That seems fine to me.

You might also want to hook into gui.search_restriction.currentIndexChanged(int), so you will know if the user changes the restriction.

Quote:

So to make this plugin more complete/useful imho we *need* an ignore title based search.

I fully agree with this.

Quote:

I've only started last night thinking through all the implications and how it would fit. For instance when you are reviewing groups of authors, you are not going to want the "show all duplicates/highlight mode" option - instead it will be one group at a time and then the tag browser to filter within that group as you like or rename authors etc. So the Find duplicates dialog either needs a different dialog/menu option, or rearranging so that the options of how to view the results is either disabled or made a suboption of book based searches.

Well...

Doesn't this depend on my mental model at the time? If I am really looking for duplicate books and choose 'only author', then I might want to use groups and highlighting. Yes, this is a very fuzzy search, but that is what I asked for.

However, if my mental model is 'looking for author problems', then yes, I want to use group-at-a-time mode, and play with the tag browser etc. I also might want to use group-a-a-t mode if I am checking other metadata such as series or tagging issues.

What is wrong with adding an 'ignore title, fuzzy author' combination and leaving it up to me to choose how I want to see them? You might want to change the default to g-a-a-t, but I don't think you should prevent me from using highlighting.

Quote:

However I am convinced we do need ignore title searches, and if I have to rewrite the way I have done the code so far to support them then better to do that now and get it sorted while it is fresh in my mind than down the track imho.

Oh yes, do get it right before you have users.

kiwidude · 04-19-2011, 07:40 AM

Quote:

Originally Posted by chaley

You might also want to hook into gui.search_restriction.currentIndexChanged(int), so you will know if the user changes the restriction.

Yeah I had wondered about that. Won't that signal also get fired when I change the restrictions, so I will still need to unhook/rehook around when my plugin makes changes to those right? At least that is isolated and controllable rather than the clear signal I was attempting to use.

Quote:

What is wrong with adding an 'ignore title, fuzzy author' combination and leaving it up to me to choose how I want to see them? You might want to change the default to g-a-a-t, but I don't think you should prevent me from using highlighting...

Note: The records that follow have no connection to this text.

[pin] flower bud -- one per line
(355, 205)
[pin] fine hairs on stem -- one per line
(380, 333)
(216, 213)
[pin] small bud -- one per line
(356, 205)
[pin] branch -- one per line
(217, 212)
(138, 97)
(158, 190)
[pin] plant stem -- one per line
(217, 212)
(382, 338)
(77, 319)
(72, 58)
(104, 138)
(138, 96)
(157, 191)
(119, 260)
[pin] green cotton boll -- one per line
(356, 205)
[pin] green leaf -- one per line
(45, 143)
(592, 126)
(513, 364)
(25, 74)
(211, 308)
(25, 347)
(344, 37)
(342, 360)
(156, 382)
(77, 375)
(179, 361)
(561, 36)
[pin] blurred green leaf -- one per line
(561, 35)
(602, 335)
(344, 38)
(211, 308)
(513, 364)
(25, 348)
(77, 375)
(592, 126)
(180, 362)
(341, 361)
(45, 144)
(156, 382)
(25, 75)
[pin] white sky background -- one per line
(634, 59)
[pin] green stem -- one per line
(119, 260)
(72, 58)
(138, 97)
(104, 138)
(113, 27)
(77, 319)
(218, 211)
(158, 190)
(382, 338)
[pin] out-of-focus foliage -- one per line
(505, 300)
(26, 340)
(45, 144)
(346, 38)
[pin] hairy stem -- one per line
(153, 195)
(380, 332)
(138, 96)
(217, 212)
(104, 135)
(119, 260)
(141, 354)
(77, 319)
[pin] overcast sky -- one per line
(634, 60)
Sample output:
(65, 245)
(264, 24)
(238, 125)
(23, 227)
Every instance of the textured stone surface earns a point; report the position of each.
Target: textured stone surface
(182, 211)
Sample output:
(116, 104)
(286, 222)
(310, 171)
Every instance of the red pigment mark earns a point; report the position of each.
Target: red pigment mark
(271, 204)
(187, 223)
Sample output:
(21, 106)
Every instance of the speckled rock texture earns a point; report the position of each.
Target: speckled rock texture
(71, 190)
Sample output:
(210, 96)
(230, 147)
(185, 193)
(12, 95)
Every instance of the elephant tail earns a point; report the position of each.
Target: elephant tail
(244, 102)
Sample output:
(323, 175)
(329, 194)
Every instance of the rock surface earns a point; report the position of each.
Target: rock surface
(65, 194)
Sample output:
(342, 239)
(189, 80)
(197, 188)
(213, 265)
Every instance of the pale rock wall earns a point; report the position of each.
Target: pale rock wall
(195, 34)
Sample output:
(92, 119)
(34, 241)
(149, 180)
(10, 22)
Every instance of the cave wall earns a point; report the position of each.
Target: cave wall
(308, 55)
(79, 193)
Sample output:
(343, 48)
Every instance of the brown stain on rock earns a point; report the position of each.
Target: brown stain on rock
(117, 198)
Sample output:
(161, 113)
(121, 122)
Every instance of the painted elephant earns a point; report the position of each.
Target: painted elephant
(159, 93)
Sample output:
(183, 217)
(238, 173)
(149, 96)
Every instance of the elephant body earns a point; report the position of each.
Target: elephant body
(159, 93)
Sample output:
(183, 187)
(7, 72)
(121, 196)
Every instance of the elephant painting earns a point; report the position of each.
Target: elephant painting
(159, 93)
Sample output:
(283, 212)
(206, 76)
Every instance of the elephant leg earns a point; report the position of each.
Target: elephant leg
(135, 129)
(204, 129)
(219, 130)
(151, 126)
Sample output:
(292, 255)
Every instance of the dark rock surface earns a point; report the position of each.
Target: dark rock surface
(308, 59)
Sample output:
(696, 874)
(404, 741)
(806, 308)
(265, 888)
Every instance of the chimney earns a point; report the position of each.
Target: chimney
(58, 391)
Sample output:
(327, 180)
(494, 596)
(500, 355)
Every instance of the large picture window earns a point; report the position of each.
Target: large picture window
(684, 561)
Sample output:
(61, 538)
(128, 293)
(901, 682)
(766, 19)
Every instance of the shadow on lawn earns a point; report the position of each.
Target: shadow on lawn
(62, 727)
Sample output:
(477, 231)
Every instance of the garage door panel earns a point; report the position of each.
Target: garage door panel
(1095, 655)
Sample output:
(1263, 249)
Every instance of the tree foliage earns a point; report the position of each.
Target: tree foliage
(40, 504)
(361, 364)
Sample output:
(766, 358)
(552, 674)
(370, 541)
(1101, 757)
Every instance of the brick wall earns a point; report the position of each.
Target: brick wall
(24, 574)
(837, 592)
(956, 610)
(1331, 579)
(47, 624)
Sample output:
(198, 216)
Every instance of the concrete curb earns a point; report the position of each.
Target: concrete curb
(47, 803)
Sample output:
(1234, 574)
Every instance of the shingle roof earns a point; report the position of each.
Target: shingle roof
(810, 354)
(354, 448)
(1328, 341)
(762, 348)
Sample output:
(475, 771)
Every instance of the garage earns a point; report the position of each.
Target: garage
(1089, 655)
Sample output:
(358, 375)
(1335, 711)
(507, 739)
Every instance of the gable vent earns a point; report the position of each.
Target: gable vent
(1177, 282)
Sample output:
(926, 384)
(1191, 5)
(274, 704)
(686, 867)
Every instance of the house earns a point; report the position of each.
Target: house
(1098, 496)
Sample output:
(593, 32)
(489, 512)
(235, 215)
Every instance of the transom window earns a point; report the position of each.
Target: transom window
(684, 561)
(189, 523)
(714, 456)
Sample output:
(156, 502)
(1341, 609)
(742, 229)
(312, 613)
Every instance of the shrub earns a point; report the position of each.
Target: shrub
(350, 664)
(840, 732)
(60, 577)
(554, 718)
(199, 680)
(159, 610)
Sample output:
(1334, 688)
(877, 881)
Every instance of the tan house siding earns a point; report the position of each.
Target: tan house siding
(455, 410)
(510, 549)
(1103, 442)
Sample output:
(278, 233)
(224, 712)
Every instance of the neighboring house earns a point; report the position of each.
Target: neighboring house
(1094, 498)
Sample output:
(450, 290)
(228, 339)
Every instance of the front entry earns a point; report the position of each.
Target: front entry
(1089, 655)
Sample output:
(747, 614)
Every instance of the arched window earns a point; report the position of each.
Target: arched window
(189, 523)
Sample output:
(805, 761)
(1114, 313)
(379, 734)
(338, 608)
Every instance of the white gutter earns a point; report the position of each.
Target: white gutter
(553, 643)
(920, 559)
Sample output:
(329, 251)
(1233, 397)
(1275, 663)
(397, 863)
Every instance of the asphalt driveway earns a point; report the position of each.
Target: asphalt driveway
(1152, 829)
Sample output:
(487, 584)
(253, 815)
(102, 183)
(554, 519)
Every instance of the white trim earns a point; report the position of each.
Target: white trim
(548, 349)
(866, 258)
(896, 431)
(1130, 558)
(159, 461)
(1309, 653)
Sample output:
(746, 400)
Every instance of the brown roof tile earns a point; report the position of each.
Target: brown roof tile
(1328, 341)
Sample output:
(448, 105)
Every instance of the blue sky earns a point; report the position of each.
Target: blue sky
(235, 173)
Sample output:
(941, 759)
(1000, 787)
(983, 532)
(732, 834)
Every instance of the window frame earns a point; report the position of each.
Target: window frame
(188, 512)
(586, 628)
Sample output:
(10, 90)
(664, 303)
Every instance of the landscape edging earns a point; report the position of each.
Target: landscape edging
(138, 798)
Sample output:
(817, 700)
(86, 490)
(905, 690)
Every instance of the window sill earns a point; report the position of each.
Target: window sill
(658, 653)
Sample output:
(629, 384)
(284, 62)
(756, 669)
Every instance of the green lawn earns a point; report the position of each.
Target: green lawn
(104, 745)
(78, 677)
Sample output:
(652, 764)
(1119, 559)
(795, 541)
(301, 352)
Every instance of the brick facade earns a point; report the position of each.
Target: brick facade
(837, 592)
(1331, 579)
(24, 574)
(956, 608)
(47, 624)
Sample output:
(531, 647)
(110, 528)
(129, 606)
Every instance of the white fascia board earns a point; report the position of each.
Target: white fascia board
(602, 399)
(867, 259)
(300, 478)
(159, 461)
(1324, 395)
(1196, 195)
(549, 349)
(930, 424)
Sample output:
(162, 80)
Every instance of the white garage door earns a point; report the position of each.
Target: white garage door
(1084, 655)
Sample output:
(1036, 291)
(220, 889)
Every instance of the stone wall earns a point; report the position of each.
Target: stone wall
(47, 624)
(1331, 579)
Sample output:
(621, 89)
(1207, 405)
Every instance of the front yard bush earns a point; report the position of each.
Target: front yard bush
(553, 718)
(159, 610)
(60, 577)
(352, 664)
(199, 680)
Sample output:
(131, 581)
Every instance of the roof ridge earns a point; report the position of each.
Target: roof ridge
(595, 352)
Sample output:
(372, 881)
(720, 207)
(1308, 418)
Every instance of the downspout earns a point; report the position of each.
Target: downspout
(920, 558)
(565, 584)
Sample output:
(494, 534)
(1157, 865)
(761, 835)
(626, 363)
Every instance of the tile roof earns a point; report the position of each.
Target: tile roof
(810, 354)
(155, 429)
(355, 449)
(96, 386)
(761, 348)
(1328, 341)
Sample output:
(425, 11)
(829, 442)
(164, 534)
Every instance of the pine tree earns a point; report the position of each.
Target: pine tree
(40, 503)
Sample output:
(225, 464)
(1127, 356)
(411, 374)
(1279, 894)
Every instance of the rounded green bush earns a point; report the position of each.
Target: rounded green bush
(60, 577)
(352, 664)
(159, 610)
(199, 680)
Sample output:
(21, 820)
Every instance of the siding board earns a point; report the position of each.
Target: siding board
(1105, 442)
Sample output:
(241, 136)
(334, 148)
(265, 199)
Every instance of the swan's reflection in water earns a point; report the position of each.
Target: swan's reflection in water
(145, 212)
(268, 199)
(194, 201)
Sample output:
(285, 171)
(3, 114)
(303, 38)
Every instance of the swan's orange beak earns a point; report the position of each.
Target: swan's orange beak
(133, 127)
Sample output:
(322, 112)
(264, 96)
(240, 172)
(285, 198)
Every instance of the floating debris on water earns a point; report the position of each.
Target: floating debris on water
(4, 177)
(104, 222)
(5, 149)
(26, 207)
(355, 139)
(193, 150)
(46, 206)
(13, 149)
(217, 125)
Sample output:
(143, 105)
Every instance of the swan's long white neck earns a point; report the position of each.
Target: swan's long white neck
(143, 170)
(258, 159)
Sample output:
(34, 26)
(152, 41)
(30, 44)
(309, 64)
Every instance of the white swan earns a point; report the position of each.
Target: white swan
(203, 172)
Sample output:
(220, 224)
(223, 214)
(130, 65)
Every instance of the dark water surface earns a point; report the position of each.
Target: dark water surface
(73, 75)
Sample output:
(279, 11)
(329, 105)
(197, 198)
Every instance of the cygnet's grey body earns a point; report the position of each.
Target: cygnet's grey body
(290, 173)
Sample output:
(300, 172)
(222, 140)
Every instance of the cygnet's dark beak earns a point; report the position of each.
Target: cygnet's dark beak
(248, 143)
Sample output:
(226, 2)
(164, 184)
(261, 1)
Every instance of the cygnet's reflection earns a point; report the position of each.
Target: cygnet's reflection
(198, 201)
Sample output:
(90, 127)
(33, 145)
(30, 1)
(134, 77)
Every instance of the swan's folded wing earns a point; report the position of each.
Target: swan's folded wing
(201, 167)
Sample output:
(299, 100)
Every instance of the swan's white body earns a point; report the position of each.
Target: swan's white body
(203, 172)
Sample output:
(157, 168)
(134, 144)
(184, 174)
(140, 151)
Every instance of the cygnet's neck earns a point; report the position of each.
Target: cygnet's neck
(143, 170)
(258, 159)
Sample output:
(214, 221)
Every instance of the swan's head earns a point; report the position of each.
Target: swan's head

I see your argument and once again a good point. That's what I get for thinking out loud rather than finishing my thoughts offline first

. You are correct, if the user has the desire to see potentially "lots of books" on screen at once then why not. It may work a lot faster for them to review all of the authors that came back when looking at the tag browser this way and then focus in on their "most likely" suspects. Then when they are happy they can just do the "Mark all groups as exempt" and the author exemptions get created, job done. Or they can go through the highlighted groups one by one, they just won't be able to see that particular set of authors isolated in the tag browser. As you say, user's choice...

chaley · 04-19-2011, 08:03 AM

Quote:

Originally Posted by kiwidude

Yeah I had wondered about that. Won't that signal also get fired when I change the restrictions, so I will still need to unhook/rehook around when my plugin makes changes to those right? At least that is isolated and controllable rather than the clear signal I was attempting to use.

Yes, you will see the signal. I can't deactivate it, because that would affect all the other listeners.

After some thought, I think you would be better served to hook into activated instead of currentIndexChanged. If the user chooses index 1 (current search), activated will fire and the restriction will change to the current search. However, currentIndexChanged will not fire, because the index didn't change.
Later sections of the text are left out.